What it means
خشکسالی (khoshksali) means drought: a prolonged period of abnormally low rainfall that causes water shortages, crop failure, and ecological stress. The word is a fully native Persian compound: خشک (khoshk, dry) plus سال (sal, year) plus the abstract noun suffix ی (i). Literally it reads as something like dryness-of-the-year. There is no commonly used single-word synonym; the concept is almost always expressed with this one word. Its opposite is ترسالی (tarsali), a wet or rainy year, built on the same pattern.
How to use it
- ایران چند ساله درگیر خشکسالیه. (Iran chand sale dargir-e khoshksaliye.) “Iran has been dealing with drought for several years.”
- خشکسالی آب دریاچه ارومیه رو کم کرد. (khoshksali ab-e daryache-ye orumie ro kam kard.) “The drought reduced the water level of Lake Urmia.”
- کشاورزا از خشکسالی خسارت دیدن. (keshavarzha az khoshksali khasarat didan.) “Farmers suffered losses from the drought.”

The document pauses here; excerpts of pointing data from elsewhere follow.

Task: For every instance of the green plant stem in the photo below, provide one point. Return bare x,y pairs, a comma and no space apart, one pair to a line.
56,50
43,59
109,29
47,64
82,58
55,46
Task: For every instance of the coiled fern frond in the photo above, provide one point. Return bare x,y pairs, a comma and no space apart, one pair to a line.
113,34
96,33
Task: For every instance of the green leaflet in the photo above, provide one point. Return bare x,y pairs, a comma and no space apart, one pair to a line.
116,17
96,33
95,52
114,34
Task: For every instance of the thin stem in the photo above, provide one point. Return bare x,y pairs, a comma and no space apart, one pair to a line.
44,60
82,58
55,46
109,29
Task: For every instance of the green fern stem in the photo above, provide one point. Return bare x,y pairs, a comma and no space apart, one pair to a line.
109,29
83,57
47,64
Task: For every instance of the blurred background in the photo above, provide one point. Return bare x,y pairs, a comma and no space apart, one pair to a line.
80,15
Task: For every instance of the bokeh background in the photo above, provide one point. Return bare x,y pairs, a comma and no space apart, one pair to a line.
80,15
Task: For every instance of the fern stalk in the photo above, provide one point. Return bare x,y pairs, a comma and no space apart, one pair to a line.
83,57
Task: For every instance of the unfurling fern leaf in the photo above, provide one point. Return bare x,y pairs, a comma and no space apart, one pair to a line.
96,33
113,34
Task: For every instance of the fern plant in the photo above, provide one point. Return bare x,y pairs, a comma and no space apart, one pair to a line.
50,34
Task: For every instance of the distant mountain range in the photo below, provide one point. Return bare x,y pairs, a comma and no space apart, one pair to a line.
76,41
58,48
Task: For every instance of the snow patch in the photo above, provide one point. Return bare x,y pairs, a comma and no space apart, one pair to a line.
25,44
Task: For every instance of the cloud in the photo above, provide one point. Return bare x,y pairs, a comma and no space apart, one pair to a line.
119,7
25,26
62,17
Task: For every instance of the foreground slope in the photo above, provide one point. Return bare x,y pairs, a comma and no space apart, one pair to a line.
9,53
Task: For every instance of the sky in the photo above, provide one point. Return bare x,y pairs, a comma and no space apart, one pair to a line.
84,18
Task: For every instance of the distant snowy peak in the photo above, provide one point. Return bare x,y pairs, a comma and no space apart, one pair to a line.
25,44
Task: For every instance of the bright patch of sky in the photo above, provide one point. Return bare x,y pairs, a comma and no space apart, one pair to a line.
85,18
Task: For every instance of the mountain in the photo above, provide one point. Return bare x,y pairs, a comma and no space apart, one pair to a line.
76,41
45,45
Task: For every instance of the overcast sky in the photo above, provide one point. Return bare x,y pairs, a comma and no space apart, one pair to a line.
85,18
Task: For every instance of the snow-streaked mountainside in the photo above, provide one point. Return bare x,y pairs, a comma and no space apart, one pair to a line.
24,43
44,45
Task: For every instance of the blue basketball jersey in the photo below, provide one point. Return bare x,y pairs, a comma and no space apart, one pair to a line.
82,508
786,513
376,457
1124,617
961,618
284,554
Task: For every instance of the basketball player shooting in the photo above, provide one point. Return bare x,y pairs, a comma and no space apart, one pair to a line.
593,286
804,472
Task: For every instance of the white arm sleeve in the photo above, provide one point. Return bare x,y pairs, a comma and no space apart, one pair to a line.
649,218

- پیشبینی هواشناسی خشکسالی رو تایید کرد. (pish-bini-ye havashenas khoshksali ro tayid kard.) “The meteorology forecast confirmed the drought.”
Cultural note
Drought is not a distant abstraction for Iranians: the country sits largely on an arid plateau and has experienced intensifying droughts since the 1990s. The drying of Lake Urmia, once the largest saltwater lake in the Middle East, became a national symbol of water crisis driven partly by prolonged khoshksali and partly by agricultural over-extraction. Water scarcity (بحران آب, bohran-e ab) and drought appear regularly in Iranian news, policy debates, and even social media as concerns that affect food prices and rural migration.